Nouvelle sortie d’incubation : Rubicon

Renseignement image : Rubicon intègre l’IA aux données radar

Fondée en mai 2024 pour optimiser l’exploration des gisements d’hydrogène géologique, la startup Rubicon, incubée par l’ESA BIC Nord, étend ses activités aux secteurs de la défense et de la sécurité. Rubicon propulse désormais l’intelligence artificielle au cœur de l’analyse de données radar (SAR) afin d’automatiser l’analyse de grands volumes de données et de transformer l’analyse d’imagerie radar en un outil de décision opérationnelle. Un changement de cap stratégique soutenu par une levée pre-seed conséquente avec des investisseurs de renom.

Ancien officier de carrière au sein de l’armée de Terre et consultant dans le secteur aérospatial pendant six ans, Alexandre Boissier fonde Rubicon avec l’ambition d’exploiter l’intelligence artificielle et les données satellitaires pour identifier des ressources en hydrogène géologique. Les technologies mises au point, notamment en analyse radar, ont permis de repérer plusieurs sites prometteurs en France et à l’international, en particulier au Kazakhstan.

Cependant, face à un cadre réglementaire encore inadapté à l’hydrogène géologique et dans un contexte porteur pour les technologies de défense, il choisit d’opérer un pivot stratégique. Rubicon réoriente ainsi ses expertises vers des applications liées à la sécurité et à la défense.

L’IA pour décoder l’invisible

Rubicon s’est spécialisée dans le traitement par intelligence artificielle des données des satellites radar à synthèse d’ouverture (SAR). Une technologie qui “s’affranchit totalement des conditions météorologiques et de l’obscurité, contrairement à l’imagerie optique, et qui peut, sous certaines conditions, traverser les forêts”, souligne Alexandre Boissier. 

L’équipe technique, pilotée par Inès Meraoumia, ancienne chercheuse en intelligence artificielle appliquée au domaine radar à l’université de Princeton, développe aujourd’hui des algorithmes de deep learning capables de traiter automatiquement de grands volumes de données radar.
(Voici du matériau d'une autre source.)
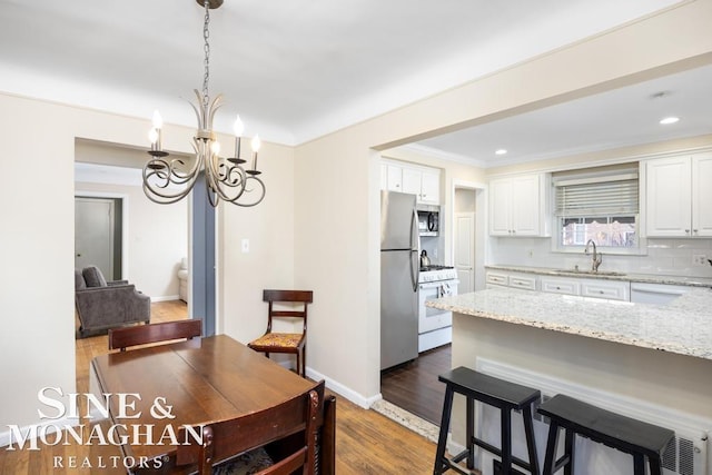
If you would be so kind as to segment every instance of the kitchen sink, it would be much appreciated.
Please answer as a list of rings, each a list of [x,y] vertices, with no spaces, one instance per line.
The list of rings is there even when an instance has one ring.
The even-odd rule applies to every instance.
[[[620,277],[624,276],[625,273],[617,273],[615,270],[581,270],[581,269],[556,269],[554,274],[566,274],[566,275],[582,275],[582,276],[609,276],[609,277]]]

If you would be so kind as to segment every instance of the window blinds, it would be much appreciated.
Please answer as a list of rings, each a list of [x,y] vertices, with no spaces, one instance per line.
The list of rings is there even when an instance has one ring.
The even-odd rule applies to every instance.
[[[624,172],[622,172],[624,171]],[[630,216],[639,212],[637,170],[554,176],[560,217]]]

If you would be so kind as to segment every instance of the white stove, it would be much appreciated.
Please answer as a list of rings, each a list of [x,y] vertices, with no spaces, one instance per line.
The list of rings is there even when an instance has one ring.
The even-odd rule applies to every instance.
[[[421,267],[421,274],[418,276],[418,283],[434,283],[455,279],[457,279],[457,273],[454,267],[449,266]]]
[[[457,295],[457,271],[449,266],[421,268],[418,277],[418,353],[452,342],[453,314],[425,306],[427,300]]]

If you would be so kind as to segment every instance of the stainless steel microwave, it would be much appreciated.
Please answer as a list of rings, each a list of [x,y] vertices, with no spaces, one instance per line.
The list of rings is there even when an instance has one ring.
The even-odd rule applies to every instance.
[[[437,236],[441,227],[441,207],[418,205],[418,234],[421,236]]]

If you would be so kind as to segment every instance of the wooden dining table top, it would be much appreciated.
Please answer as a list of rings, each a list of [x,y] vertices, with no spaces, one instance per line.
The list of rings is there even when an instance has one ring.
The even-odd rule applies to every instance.
[[[125,456],[137,461],[174,455],[171,429],[240,417],[314,386],[225,335],[97,356],[91,373],[92,393],[110,394],[111,419],[127,427]]]

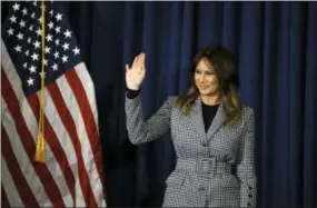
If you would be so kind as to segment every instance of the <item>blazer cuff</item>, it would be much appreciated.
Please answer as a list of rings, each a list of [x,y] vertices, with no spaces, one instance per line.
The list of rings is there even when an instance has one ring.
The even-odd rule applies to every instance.
[[[240,207],[256,207],[256,179],[244,179],[240,181]]]

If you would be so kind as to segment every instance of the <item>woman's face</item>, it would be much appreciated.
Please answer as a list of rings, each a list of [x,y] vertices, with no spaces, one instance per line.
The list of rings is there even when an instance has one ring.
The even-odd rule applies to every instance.
[[[207,59],[201,59],[194,73],[195,83],[200,96],[216,96],[219,92],[219,80],[212,65]]]

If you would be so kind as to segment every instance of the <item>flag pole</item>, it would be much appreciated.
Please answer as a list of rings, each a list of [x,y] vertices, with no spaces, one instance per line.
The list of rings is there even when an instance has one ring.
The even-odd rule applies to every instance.
[[[44,43],[46,43],[46,8],[44,0],[41,0],[41,28],[42,28],[42,44],[41,44],[41,89],[40,89],[40,118],[37,137],[36,161],[46,161],[46,140],[44,140]]]

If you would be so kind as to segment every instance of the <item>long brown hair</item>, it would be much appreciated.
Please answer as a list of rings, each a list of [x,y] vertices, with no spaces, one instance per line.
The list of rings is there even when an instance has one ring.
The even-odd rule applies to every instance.
[[[190,73],[191,86],[187,93],[177,99],[178,108],[186,115],[190,112],[191,106],[199,97],[199,90],[195,83],[194,75],[198,62],[206,59],[214,66],[219,80],[219,99],[227,115],[225,123],[239,122],[241,117],[241,101],[238,93],[239,78],[236,71],[234,55],[222,46],[208,46],[200,50],[194,58]]]

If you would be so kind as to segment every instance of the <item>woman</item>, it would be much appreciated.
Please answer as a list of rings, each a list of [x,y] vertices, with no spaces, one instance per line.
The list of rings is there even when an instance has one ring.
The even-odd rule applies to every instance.
[[[139,96],[145,75],[141,53],[126,66],[127,129],[135,145],[170,129],[177,165],[164,207],[255,207],[254,111],[240,102],[234,56],[221,46],[202,49],[188,92],[169,97],[146,121]]]

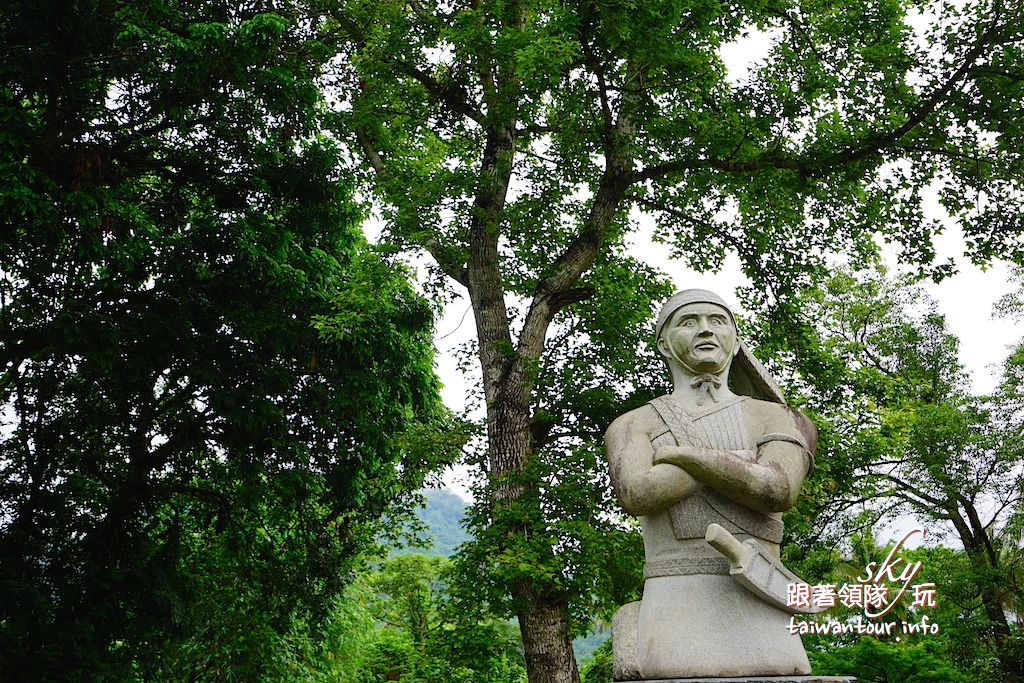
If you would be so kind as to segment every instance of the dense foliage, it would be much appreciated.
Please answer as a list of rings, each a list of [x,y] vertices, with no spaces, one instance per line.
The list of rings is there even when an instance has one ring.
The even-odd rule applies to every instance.
[[[430,309],[267,9],[0,17],[2,678],[283,676],[444,453]]]
[[[372,169],[360,178],[385,239],[429,253],[442,294],[472,306],[486,408],[474,519],[485,556],[509,560],[481,578],[518,616],[531,682],[577,681],[573,612],[608,550],[563,523],[552,492],[572,470],[559,464],[597,450],[609,399],[628,408],[654,384],[616,365],[635,359],[664,295],[626,255],[631,210],[651,212],[689,264],[736,254],[749,307],[781,321],[799,317],[796,295],[829,255],[869,260],[880,234],[948,272],[928,187],[973,257],[1019,259],[1022,12],[1002,0],[331,4],[334,126]],[[752,32],[766,59],[729,74],[723,50]],[[575,509],[588,498],[606,500],[569,507],[601,520]]]
[[[859,525],[853,538],[863,541],[873,523],[912,515],[931,543],[963,548],[959,564],[936,556],[945,570],[932,580],[949,601],[942,620],[947,655],[976,680],[986,670],[984,680],[1019,680],[1024,639],[1006,611],[1022,595],[1015,557],[1024,492],[1024,414],[1013,382],[1018,353],[1006,361],[994,393],[972,394],[957,339],[934,302],[912,279],[890,280],[882,270],[859,280],[840,272],[808,293],[803,308],[815,321],[804,330],[814,343],[785,354],[785,365],[792,390],[817,414],[822,442],[808,496],[788,515],[800,542],[788,548],[791,560],[809,575],[827,575],[837,558],[821,554],[829,541],[825,535],[821,543],[822,531],[850,538]],[[773,340],[764,341],[767,352]],[[871,544],[860,547],[868,549],[860,567],[885,556]],[[802,556],[808,548],[816,550]],[[954,643],[954,633],[971,644]]]
[[[904,317],[878,284],[815,287],[878,237],[947,273],[927,188],[973,258],[1024,259],[1022,12],[5,9],[0,677],[506,681],[521,671],[495,615],[514,614],[530,681],[574,682],[571,635],[640,583],[600,434],[665,389],[650,319],[671,287],[629,256],[633,209],[690,265],[739,257],[761,352],[819,414],[819,504],[790,515],[808,551],[792,559],[835,569],[809,547],[836,497],[948,522],[965,546],[952,635],[825,643],[818,666],[1016,675],[999,613],[1021,604],[1021,352],[998,395],[972,396],[940,318]],[[751,34],[768,56],[737,76],[723,52]],[[385,219],[387,255],[364,244],[353,193]],[[438,300],[472,305],[475,538],[454,567],[390,560],[339,601],[369,521],[461,438],[424,424],[441,415],[430,309],[391,259],[406,250],[432,257]],[[973,519],[990,500],[995,523]],[[592,683],[607,665],[605,647]]]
Leur modèle phare permet notamment de détecter et de classifier automatiquement des objets – navires, avions, etc – au sein de flux massifs d’informations radar. D’autres modèles permettent de simuler rapidement des signatures radar à partir d’images optiques, accélérant ainsi considérablement la mise à jour des systèmes de détection.

Au-delà de la défense, Rubicon se positionne également sur des usages civils, notamment via un projet de surveillance environnementale visant à lutter contre la dégradation des forêts en Asie du sud-est.
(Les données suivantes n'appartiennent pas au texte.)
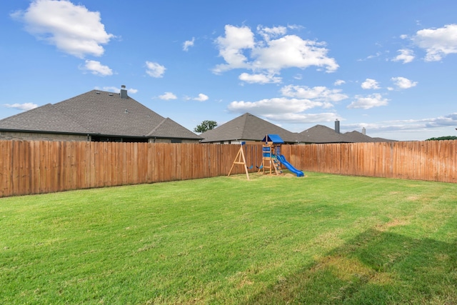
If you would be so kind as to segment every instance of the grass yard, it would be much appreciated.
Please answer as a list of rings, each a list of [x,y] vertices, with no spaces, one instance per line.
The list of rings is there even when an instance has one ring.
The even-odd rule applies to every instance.
[[[457,184],[306,174],[0,199],[0,304],[457,303]]]

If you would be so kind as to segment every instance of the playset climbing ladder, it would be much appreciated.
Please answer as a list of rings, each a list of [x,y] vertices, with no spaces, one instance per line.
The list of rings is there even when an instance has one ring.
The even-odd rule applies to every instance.
[[[276,175],[283,173],[281,168],[281,163],[276,158],[281,154],[281,144],[284,141],[277,134],[267,134],[262,141],[265,142],[262,149],[262,164],[260,171],[263,174],[272,174],[273,172]]]
[[[240,149],[238,151],[238,154],[235,157],[235,160],[233,161],[233,164],[231,164],[231,168],[230,169],[230,171],[228,171],[228,175],[231,173],[231,170],[233,169],[233,166],[235,164],[241,164],[244,166],[244,170],[246,171],[246,176],[249,180],[249,174],[248,173],[248,166],[246,164],[246,158],[244,157],[244,149],[243,149],[243,146],[246,144],[246,142],[241,142],[240,145]]]

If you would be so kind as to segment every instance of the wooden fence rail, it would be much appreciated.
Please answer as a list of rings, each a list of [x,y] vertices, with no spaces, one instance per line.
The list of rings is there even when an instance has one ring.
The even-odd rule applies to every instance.
[[[283,145],[296,168],[457,182],[457,140]],[[0,197],[226,175],[238,145],[0,141]],[[261,146],[248,144],[251,172]],[[244,173],[241,166],[233,174]]]

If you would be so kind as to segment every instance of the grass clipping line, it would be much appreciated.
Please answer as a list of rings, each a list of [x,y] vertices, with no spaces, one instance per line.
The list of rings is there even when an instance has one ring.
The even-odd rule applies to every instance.
[[[0,303],[457,302],[457,185],[246,181],[1,199]]]

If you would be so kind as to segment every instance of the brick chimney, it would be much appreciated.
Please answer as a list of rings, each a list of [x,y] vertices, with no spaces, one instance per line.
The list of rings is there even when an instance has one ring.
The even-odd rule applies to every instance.
[[[336,119],[335,120],[335,132],[337,134],[340,133],[340,121]]]
[[[121,86],[121,99],[128,99],[129,96],[127,95],[127,89],[126,89],[126,85]]]

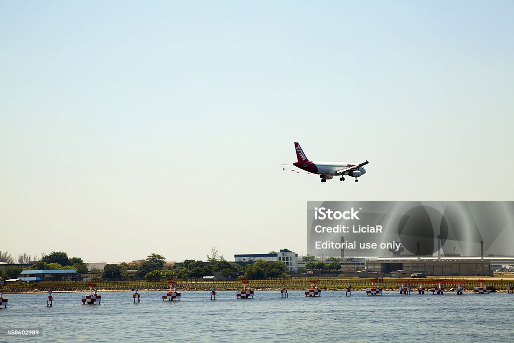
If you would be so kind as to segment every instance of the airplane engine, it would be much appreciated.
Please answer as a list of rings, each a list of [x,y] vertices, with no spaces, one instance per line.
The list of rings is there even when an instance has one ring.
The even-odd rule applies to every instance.
[[[352,175],[351,175],[352,177],[358,177],[360,175],[362,175],[363,173],[360,170],[354,170],[352,172]]]

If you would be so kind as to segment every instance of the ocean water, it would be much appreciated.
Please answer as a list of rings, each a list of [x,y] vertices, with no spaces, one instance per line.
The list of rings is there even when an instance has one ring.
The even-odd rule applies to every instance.
[[[86,293],[7,294],[0,310],[0,342],[170,341],[252,342],[514,342],[514,295],[366,296],[323,291],[306,298],[292,291],[255,291],[237,299],[235,291],[182,292],[180,301],[164,301],[163,292],[101,292],[101,305],[82,305]],[[14,337],[7,330],[42,331]]]

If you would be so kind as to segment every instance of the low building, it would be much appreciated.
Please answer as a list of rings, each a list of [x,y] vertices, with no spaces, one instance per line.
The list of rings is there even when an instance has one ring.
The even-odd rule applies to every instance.
[[[78,280],[79,274],[74,269],[43,269],[23,270],[18,279],[23,281],[69,281]]]
[[[234,260],[236,262],[253,263],[257,260],[268,262],[280,261],[285,264],[288,272],[295,273],[298,270],[298,254],[288,249],[281,249],[279,252],[272,254],[240,254],[234,255]]]
[[[424,273],[430,276],[492,276],[491,261],[480,257],[391,257],[369,261],[367,270],[379,276],[405,270],[406,275]]]

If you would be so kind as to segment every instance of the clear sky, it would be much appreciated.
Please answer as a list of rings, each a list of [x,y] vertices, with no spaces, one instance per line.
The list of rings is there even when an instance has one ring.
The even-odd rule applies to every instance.
[[[0,250],[306,253],[309,200],[512,200],[511,1],[0,2]],[[370,161],[359,182],[283,172]]]

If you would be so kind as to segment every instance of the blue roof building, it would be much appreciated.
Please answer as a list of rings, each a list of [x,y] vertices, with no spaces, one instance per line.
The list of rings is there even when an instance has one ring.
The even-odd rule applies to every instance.
[[[29,282],[60,281],[75,280],[78,276],[77,270],[74,269],[40,269],[23,270],[18,278]]]

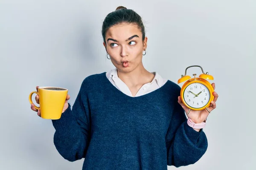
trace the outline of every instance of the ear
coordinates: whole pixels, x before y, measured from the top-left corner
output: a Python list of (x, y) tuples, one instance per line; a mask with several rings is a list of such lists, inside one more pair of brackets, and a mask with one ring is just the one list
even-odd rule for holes
[(107, 52), (108, 52), (108, 51), (107, 51), (107, 46), (106, 46), (106, 44), (105, 44), (105, 42), (103, 41), (103, 45), (104, 45), (104, 47), (105, 47), (105, 49), (106, 49), (106, 51)]
[(143, 49), (145, 50), (147, 48), (147, 42), (148, 42), (148, 37), (145, 37), (145, 39), (143, 41)]

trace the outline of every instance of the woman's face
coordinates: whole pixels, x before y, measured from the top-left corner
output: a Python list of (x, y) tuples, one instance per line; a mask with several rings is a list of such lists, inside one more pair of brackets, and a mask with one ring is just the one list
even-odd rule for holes
[(143, 41), (142, 33), (136, 25), (113, 26), (106, 33), (105, 40), (103, 45), (119, 71), (128, 72), (143, 66), (142, 54), (147, 47), (147, 38)]

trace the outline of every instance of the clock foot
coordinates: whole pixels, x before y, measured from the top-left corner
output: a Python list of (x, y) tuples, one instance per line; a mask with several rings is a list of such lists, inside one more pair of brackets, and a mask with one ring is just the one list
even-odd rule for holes
[(211, 113), (211, 112), (210, 111), (210, 110), (209, 110), (209, 109), (208, 108), (205, 108), (205, 109), (206, 110), (207, 110), (207, 111), (208, 111), (208, 112), (209, 112), (209, 113)]
[(190, 111), (190, 110), (191, 109), (189, 109), (189, 111), (188, 111), (188, 113), (187, 113), (187, 115), (188, 115), (189, 114), (189, 112)]

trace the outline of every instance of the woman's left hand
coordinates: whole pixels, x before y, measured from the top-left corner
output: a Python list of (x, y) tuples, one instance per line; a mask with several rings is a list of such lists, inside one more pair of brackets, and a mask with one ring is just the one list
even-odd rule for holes
[[(212, 83), (212, 85), (213, 88), (213, 89), (215, 89), (215, 83)], [(212, 95), (214, 96), (214, 98), (213, 99), (213, 100), (211, 102), (212, 105), (208, 108), (210, 112), (216, 108), (216, 101), (218, 97), (218, 95), (215, 91), (212, 93)], [(189, 111), (189, 108), (182, 102), (180, 96), (178, 97), (178, 102), (185, 110), (186, 114)], [(204, 122), (206, 119), (209, 114), (209, 113), (206, 109), (201, 110), (194, 110), (191, 109), (189, 114), (187, 114), (187, 116), (195, 123), (200, 123)]]

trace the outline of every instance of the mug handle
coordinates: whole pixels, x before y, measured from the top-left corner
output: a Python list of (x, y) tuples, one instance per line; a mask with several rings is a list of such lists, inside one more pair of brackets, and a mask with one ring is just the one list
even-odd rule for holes
[[(38, 96), (39, 95), (39, 93), (37, 91), (32, 91), (31, 93), (30, 93), (30, 94), (29, 94), (29, 102), (30, 103), (30, 104), (31, 104), (32, 103), (34, 104), (34, 103), (32, 101), (32, 95), (34, 93), (37, 94)], [(35, 104), (34, 104), (34, 105), (35, 105)], [(35, 107), (37, 110), (40, 110), (40, 107), (37, 107), (37, 106), (35, 105)]]

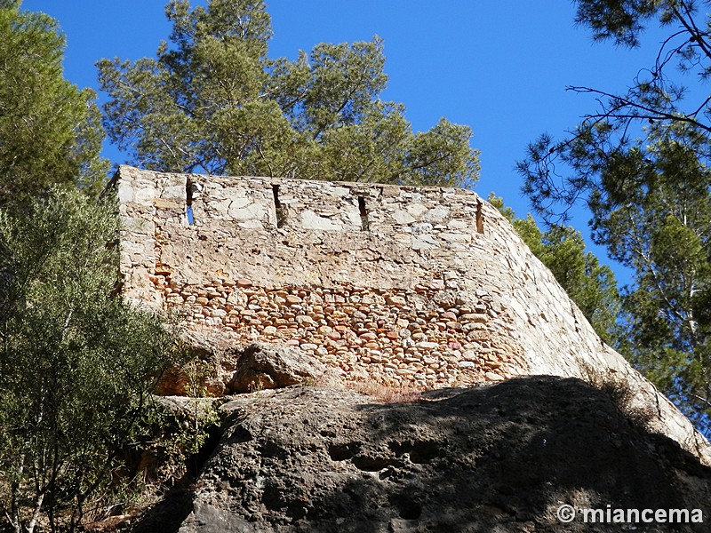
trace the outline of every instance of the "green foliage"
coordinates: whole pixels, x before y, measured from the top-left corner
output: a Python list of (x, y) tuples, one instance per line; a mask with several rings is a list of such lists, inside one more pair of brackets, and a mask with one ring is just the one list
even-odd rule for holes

Des partenaires d’excellence

Accompagnée par l’ESA BIC Nord France et Télécom Paris, Rubicon a noué un partenariat stratégique avec l’ONERA pour concevoir une nouvelle génération de radars aéroportés: plus abordables, enrichis par l’intelligence artificielle et capables d’opérer sous couvert forestier avec une faible latence. 

L’ambition est claire: collaborer avec les meilleurs acteurs pour développer des technologies de pointe qui permettront à la France et aux pays alliés de conserver la supériorité informationnelle dans un environnement de plus en plus technologique. 

Après un premier tour de financement en pré-seed bouclé fin 2025, destiné à valider sa feuille de route technologique, Rubicon s’apprête désormais à entrer dans une phase d’industrialisation de ses solutions.

Le label ESA BIC Nord, un gage de crédibilité

L’intégration à l’ESA BIC Nord en janvier 2025 aura elle-aussi marqué un tournant majeur pour l’entreprise. “Ce label facilite l’accès aux expertises du CNES et de l’ESA, qui sont essentielles pour valider la robustesse et la capacité de généralisation de nos modèles. Il apporte aussi une crédibilité essentielle pour convaincre des clients exigeants à l’export”, souligne Alexandre Boissier, dont l’objectif est désormais de transformer les expérimentations en contrats de surveillance globale pour sécuriser les zones sensibles et les espaces maritimes internationaux.